===== XIII. Clustering =====

==== 13.1 - Unsupervised Learning: Introduction ====

  * A **Clustering algorithm** finds clusters in datasets with no labels.

==== 13.2 - K-Means Algorithm ====

  * We randomly initialize two points, called the **cluster centroids**.
  * Then, we have two steps in the K-means iterative algorithm:
    - Cluster assignment step: Assign each example in the dataset to the cluster of the closest centroid.
    - Move the centroids to the new mean location of its cluster.
  * Until the centroids are not moving anymore.

=== Algorithm ===

  - Randomly initialier K cluster centroids \(\mu_1,\mu2, \dots, \mu_K \in \mathbb{R}^n\).
  - Repeat:
    - for i=1 to m: \(c^{(i)}\) := index (from 1 to K) of cluster centroid closest to \(x^{(i)}\) (we use the distance \(\|x-\mu_k\|\)).
    - for k=1 to K: \(\mu_k\) := average (mean) of points assiged to cluster k.

  * Finally if there is a cluster with no point assigned to it, we can:
    - eliminate that cluster,
    - randomly re-initialize the position of the cluster centroid.

=== K-means for non-separated clusters ===

  * K-means also works when the data is not separated into clusters.

==== 13.3 - Optimization Objective ====

  * \(c^{(i)}\) : index of cluster to which example i is currently assigned.
  * \(\mu_k\) : cluster centroid k
  * \(\mu_{c^{(i)}}\): cluster centroid of cluster to which example i has been assigned.

  * The cost function for the K-means can then be written as:
\[J(c^{(1)},\dots,c^{(m)},\mu_1,\dots,\mu_K) = \frac{1}{m} \sum\limits_{i=1}^m \|x^{(i)} - \mu_{c^{(i)}}\|^2 \]

  * This cost function is sometimes called the **distortion cost function**.

==== 13.4 - Random Initialization ====

  * We should have K < m.
  * Randomly pick K training examples and assign them as cluster centroids.
  * To avoid local optimun, we can run K-means about 50 -1000 times.

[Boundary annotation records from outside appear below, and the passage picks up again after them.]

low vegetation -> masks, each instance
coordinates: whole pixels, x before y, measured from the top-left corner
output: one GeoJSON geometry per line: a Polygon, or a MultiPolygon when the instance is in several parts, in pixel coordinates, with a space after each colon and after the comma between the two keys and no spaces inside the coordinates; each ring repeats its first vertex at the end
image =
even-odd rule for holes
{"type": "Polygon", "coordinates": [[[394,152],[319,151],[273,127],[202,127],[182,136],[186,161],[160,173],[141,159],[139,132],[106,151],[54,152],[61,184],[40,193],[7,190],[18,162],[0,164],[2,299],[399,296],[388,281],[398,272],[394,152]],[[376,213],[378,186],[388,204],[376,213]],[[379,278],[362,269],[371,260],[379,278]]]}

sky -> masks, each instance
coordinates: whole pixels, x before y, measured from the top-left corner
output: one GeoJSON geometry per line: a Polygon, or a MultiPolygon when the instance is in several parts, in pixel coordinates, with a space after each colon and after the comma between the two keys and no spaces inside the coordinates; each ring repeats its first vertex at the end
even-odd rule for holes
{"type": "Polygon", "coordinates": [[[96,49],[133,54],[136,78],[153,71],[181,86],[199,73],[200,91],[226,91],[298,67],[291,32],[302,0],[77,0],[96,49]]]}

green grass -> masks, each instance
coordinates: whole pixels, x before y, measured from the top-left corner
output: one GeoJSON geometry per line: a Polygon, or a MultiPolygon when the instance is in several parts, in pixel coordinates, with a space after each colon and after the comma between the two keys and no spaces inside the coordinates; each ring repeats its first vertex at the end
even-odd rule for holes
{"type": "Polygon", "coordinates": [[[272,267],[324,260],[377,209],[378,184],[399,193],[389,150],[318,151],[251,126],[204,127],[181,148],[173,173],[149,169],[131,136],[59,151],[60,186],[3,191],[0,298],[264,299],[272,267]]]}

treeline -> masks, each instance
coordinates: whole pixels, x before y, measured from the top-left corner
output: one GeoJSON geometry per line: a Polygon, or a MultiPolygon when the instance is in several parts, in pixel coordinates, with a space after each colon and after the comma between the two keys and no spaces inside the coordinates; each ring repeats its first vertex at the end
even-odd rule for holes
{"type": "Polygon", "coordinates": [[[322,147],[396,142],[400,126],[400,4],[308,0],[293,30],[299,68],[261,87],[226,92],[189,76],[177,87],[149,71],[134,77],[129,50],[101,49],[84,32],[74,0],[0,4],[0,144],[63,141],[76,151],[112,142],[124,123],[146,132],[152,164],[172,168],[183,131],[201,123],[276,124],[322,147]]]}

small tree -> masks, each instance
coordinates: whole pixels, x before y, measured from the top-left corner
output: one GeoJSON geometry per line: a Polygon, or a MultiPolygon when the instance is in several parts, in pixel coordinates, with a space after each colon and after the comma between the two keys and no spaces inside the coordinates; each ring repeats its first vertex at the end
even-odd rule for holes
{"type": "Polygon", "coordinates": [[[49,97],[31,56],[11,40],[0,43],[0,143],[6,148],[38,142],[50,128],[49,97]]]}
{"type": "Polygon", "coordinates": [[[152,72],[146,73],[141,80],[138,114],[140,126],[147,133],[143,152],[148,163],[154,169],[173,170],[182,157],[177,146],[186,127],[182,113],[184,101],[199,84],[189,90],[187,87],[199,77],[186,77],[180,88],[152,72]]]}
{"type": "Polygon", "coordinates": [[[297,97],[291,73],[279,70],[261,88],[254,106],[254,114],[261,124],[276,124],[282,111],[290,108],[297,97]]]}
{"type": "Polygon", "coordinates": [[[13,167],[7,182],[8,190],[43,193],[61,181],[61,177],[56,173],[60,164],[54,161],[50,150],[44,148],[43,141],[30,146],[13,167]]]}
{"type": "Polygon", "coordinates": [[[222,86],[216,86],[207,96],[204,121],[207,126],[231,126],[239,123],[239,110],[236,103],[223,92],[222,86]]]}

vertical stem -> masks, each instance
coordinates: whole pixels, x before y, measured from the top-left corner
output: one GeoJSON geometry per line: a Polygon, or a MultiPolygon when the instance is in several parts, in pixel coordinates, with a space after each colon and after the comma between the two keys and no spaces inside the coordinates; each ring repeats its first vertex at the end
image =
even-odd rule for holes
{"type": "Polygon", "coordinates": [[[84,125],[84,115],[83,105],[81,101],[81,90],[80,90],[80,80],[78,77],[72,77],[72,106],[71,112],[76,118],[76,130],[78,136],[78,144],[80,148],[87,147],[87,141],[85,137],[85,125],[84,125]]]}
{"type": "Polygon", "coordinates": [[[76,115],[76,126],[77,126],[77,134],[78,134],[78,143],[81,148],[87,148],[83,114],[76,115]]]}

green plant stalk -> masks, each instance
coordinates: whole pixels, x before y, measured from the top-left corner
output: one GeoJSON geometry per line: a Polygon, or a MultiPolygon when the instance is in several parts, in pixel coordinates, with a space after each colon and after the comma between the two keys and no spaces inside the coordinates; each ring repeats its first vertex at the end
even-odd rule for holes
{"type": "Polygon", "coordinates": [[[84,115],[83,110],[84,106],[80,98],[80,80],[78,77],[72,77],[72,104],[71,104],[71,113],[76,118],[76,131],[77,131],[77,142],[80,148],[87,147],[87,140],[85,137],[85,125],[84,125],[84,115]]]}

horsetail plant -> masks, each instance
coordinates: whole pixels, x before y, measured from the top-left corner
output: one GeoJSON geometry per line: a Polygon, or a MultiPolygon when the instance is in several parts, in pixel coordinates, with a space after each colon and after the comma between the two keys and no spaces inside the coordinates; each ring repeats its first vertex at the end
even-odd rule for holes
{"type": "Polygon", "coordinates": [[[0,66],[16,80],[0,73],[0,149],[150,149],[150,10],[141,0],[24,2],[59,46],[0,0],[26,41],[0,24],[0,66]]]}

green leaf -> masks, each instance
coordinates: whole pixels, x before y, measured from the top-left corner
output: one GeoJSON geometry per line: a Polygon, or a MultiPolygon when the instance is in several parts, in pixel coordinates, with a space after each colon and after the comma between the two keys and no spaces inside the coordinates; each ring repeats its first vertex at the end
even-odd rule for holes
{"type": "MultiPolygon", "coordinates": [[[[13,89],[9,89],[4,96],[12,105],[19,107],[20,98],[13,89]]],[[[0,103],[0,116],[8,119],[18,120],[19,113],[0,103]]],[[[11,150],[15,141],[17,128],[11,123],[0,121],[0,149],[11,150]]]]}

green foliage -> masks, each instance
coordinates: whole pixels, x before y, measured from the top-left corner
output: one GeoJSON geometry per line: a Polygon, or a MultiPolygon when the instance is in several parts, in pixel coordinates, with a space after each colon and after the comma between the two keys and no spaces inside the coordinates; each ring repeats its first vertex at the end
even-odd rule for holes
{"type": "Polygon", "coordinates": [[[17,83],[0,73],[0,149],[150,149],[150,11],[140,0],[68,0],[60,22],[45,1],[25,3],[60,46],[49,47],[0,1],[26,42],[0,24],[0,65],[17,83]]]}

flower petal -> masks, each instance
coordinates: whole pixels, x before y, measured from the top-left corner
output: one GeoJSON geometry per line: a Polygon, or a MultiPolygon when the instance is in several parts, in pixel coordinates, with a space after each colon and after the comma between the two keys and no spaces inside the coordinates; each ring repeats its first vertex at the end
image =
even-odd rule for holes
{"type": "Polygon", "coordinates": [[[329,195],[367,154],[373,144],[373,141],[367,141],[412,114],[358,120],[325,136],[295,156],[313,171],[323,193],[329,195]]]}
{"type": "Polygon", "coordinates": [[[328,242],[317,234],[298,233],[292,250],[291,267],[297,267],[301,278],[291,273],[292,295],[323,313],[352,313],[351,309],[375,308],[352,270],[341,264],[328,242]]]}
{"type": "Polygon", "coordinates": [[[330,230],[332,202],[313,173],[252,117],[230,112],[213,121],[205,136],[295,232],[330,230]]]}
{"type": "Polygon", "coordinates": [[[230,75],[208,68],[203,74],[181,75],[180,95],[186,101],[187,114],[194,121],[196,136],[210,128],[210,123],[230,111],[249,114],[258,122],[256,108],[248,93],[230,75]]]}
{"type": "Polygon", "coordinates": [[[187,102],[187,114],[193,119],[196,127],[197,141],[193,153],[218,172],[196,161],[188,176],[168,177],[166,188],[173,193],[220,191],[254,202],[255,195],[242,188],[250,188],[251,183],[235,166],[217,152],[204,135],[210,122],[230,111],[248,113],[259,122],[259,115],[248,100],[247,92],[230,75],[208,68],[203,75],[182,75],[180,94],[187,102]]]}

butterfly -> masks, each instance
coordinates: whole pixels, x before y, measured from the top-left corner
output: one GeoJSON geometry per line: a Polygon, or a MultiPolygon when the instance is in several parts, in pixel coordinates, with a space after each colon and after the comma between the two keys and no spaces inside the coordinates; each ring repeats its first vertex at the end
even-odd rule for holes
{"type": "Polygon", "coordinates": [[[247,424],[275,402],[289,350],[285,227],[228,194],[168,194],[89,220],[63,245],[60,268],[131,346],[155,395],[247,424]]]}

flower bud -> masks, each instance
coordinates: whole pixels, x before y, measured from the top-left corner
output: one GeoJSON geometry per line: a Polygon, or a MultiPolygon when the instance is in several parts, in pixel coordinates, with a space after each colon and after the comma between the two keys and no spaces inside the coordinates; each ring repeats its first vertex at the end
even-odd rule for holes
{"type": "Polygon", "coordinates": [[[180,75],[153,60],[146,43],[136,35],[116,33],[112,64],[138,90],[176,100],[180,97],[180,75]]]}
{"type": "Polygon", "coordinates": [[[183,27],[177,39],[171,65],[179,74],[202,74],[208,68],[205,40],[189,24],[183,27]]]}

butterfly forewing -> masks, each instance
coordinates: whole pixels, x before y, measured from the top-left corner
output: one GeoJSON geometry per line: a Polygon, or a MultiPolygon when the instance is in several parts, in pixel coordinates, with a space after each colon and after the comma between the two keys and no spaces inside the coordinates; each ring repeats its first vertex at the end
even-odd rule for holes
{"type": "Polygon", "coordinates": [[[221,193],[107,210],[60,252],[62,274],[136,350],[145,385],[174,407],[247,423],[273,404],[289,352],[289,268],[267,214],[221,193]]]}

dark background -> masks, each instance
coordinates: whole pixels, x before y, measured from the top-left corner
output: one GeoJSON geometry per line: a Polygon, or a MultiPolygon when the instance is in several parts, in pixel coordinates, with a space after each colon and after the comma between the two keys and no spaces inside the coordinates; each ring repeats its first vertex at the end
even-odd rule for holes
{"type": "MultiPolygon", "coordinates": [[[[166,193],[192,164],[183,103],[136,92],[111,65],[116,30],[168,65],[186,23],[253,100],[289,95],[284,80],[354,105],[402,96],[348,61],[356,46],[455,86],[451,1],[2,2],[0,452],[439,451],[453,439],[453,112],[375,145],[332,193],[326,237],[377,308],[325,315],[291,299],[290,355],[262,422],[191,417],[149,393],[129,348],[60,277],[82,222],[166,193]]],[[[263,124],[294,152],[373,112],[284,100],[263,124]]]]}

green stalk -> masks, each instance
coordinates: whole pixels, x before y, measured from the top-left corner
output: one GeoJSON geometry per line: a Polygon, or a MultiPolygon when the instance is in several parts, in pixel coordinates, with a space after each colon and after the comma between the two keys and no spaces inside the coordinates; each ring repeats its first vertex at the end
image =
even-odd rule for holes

Then we pick the result that provide the lowest value for the cost function. This can be useful for k = 2-10.


==== 13.5 - Choosing the number of clusters ====

  * **Elbow method** : distortion goes rapidly first, then after the elbow it goes slowly (when drawing Cost function with respect to the number of clusters).